JAKARTA, KOMPAS.com - Direktur Utama PT Cahaya Prima Cemerlang (CPC) Freddy Lumban Tobing divonis 1 tahun dan 4 bulan penjara serta denda Rp 50 juta subsider 2 bulan kurungan oleh majelis hakim pada Pengadilan Tindak Pidana Korupsi, Jakarta, Kamis (12/12/2019).
Vonis ini lebih rendah dari tuntutan jaksa KPK yakni 2 tahun penjara dan denda Rp 200 juta subsider 3 bulan kurungan.
Adapun Freddy merupakan terdakwa kasus dugaan korupsi terkait pengadaan reagents dan consumables penanganan virus flu burung DIPA APBN-P tahun anggaran 2007 pada Direktorat Jenderal Bina Pelayanan Medik Kementerian Kesehatan.
Baca juga: Korupsi Penanganan Flu Burung, Dirut PT CPC Didakwa Rugikan Negara Rp 12,3 Miliar
"Mengadili, satu, menyatakan terdakwa Freddy Lumban Tobing terbukti secara sah dan meyakinkan bersalah melakukan tindak pidana korupsi secara bersama-sama dan berlanjut," kata Ketua Majelis Hakim Ni Made Sudani saat membaca amar putusan, Kamis (12/12/2019).
Atas vonis ini, jaksa KPK menggunakan masa pikir-pikir. Sementara, Freddy menyatakan menerima vonis.
Hal yang memberatkan Freddy adalah perbuatannya tidak mendukung program pembangunan. Perbuatan Freddy juga tidak mendukung program pemerintah dalam pemberantasan korupsi. Perbuatan Freddy turut memboroskan keuangan negara.

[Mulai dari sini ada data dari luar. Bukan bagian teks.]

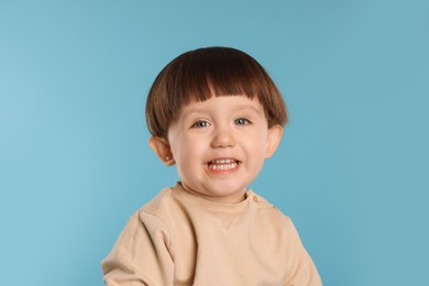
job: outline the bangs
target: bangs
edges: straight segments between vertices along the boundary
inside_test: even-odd
[[[212,96],[257,98],[270,127],[287,123],[277,87],[253,57],[235,48],[207,47],[182,54],[161,70],[146,101],[148,131],[166,136],[184,106]]]
[[[244,95],[253,99],[266,92],[261,78],[267,77],[262,66],[250,58],[243,52],[220,47],[184,54],[172,63],[167,92],[174,94],[183,105],[212,96]]]

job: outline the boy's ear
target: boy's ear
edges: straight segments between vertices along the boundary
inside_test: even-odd
[[[173,166],[176,163],[167,139],[152,136],[148,140],[148,145],[165,165]]]
[[[265,157],[270,158],[277,150],[283,135],[283,128],[278,124],[273,125],[268,129],[268,135],[266,139]]]

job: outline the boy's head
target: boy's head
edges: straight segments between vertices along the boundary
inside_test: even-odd
[[[146,101],[148,131],[153,136],[167,138],[184,106],[213,95],[256,98],[264,107],[268,128],[287,123],[280,92],[253,57],[231,47],[207,47],[179,55],[156,77]]]
[[[185,53],[153,84],[146,105],[151,147],[177,165],[183,187],[238,202],[276,150],[285,103],[265,70],[233,48]]]

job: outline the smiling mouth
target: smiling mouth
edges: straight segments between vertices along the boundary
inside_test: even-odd
[[[210,170],[230,170],[239,166],[240,162],[233,158],[218,158],[208,163]]]

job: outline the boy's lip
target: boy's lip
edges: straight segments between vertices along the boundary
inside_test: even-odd
[[[207,166],[209,170],[211,172],[232,172],[235,170],[239,165],[240,161],[233,157],[219,157],[219,158],[213,158],[207,162]]]

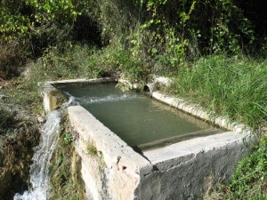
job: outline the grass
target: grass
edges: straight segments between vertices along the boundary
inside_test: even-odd
[[[71,142],[66,142],[64,135],[70,132],[69,124],[61,124],[61,137],[50,164],[49,199],[83,200],[83,180],[79,175],[80,159]]]
[[[267,60],[201,58],[180,68],[171,92],[254,129],[267,125]]]
[[[266,60],[204,57],[182,67],[169,92],[266,134]],[[267,137],[260,137],[259,146],[238,164],[231,180],[217,183],[204,199],[267,199]]]
[[[267,199],[267,136],[262,136],[255,151],[244,158],[225,185],[217,183],[205,200]]]

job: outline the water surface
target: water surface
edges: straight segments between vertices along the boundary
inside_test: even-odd
[[[116,84],[61,88],[131,147],[146,148],[216,133],[214,128],[140,92],[122,92]]]

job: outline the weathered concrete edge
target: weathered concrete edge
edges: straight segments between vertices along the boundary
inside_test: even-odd
[[[48,81],[46,84],[100,84],[100,83],[109,83],[116,82],[117,78],[115,77],[103,77],[103,78],[78,78],[78,79],[67,79],[67,80],[59,80],[59,81]]]
[[[75,147],[83,162],[88,162],[88,160],[92,162],[92,156],[87,152],[88,143],[93,143],[97,151],[103,155],[104,163],[109,169],[108,173],[113,174],[111,180],[104,180],[109,182],[107,189],[109,191],[108,194],[113,194],[111,199],[134,199],[134,191],[139,189],[138,186],[142,177],[152,171],[151,163],[134,151],[131,147],[83,107],[69,107],[68,113],[72,129],[79,136],[75,142]],[[90,176],[95,174],[95,172],[90,172],[91,170],[90,167],[83,170],[85,176],[87,174],[86,178],[84,177],[84,180],[88,186],[91,185],[87,182],[88,180],[92,180]],[[95,180],[100,179],[96,176]],[[121,182],[122,180],[124,181]],[[93,199],[99,199],[97,196],[101,191],[100,188],[101,181],[95,181],[99,183],[94,184],[94,188],[91,187],[89,190],[94,196]],[[115,189],[114,185],[119,187],[121,184],[124,184],[124,191]],[[108,196],[106,197],[108,198]]]

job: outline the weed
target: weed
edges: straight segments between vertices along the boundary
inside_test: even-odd
[[[88,155],[90,155],[91,156],[97,156],[97,153],[98,153],[97,148],[92,141],[89,141],[87,143],[87,152],[88,152]]]
[[[64,136],[64,141],[66,143],[71,143],[73,141],[72,134],[71,133],[66,133]]]
[[[266,61],[223,55],[181,68],[171,91],[254,129],[267,124]]]

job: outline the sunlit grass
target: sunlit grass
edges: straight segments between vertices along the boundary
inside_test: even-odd
[[[267,124],[267,60],[204,57],[180,68],[171,91],[252,128]]]

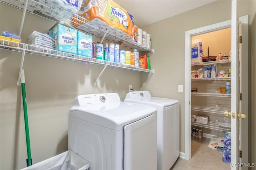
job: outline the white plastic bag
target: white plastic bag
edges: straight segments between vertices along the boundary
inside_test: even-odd
[[[71,150],[21,170],[88,170],[90,162]]]

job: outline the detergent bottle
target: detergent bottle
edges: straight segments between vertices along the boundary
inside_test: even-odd
[[[147,55],[145,54],[144,55],[142,55],[140,57],[139,61],[139,65],[140,68],[142,68],[148,69],[148,63],[147,62]]]
[[[151,69],[151,66],[150,66],[150,63],[149,61],[149,57],[147,56],[147,63],[148,63],[148,70]]]

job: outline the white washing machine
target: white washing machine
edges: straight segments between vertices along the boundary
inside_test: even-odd
[[[169,170],[180,155],[180,102],[151,97],[148,91],[130,92],[124,102],[157,109],[157,170]]]
[[[116,93],[81,95],[68,116],[68,149],[90,170],[156,170],[156,109]]]

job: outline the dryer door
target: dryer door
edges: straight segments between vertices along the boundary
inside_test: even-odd
[[[157,169],[157,123],[154,113],[124,126],[124,170]]]

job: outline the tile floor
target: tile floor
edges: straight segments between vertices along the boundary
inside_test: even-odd
[[[191,158],[178,158],[170,170],[227,170],[230,164],[222,160],[222,152],[208,148],[210,139],[191,137]]]

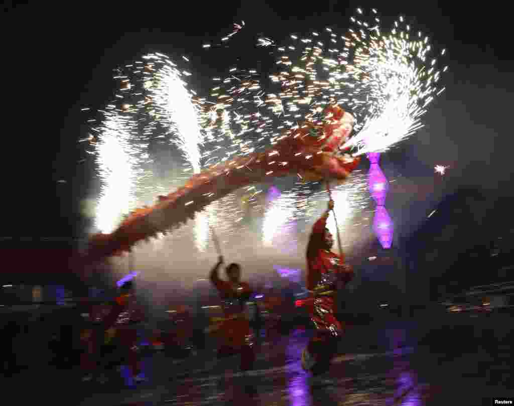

Sementara hal yang meringankan, Freddy bersikap sopan di persidangan, sudah lanjut usia dan belum pernah dihukum.
Baca juga: Pengusaha Didakwa Perkaya Diri Rp 10,8 Miliar dalam Dugaan Korupsi Penanganan Flu Burung
Hakim menganggap Freddy selaku Direktur Utama PT CPC memperkaya dirinya dan perusahaannya sebesar Rp 10,86 miliar dan memperkaya PT Kimia Farma Trading Distribution (KFTD) sebesar Rp 1,46 miliar.
Freddy juga dianggap terbukti merugikan keuangan negara sebesar Rp 12,33 miliar dalam pengadaan reagents dan consumables tersebut.
Hal itu sesuai laporan hasil audit penghitungan kerugian keuangan negara yang tertuang dalam Surat Badan Pengawas Keuangan dan Pembangunan, Deputi Bidang Investigasi, Nomor: SR-548/D6/1/2012.
Menurut hakim, Freddy bersama mantan Direktur Bina Pelayanan Medik Dasar, Ratna Dewi Umar sekaligus kuasa pengguna anggaran (KPA) dan mantan Menteri Kesehatan, Siti Fadilah Supari mengatur sedemikian rupa proses pengadaan reagents dan consumables tersebut.
Pengaturan itu agar KTFD yang sebelumnya sepakat menyerahkan pelaksanaan pekerjaan tersebut kepada PT CPC bisa ditetapkan menjadi penyedia barang dan jasa.
Dengan cara memengaruhi panitia pengadaan dalam penyusunan harga perkiraan sendiri (HPS) dan spesifikasi teknis barang serta daftar barang.
Kemudian, jumlah barang berdasarkan data yang berasal dari PT CPC dengan spesifikasi yang mengarah pada merek atau produk perusahaan tertentu sesuai keinginan PT CPC.
Hakim mengatakan, berdasarkan fakta hukum, Komisi Pemberantasan Korupsi (KPK) telah menerima dan menyita hasil korupsi Freddy senilai Rp 9,675 miliar dari kerugian negara Rp 10,861 miliar.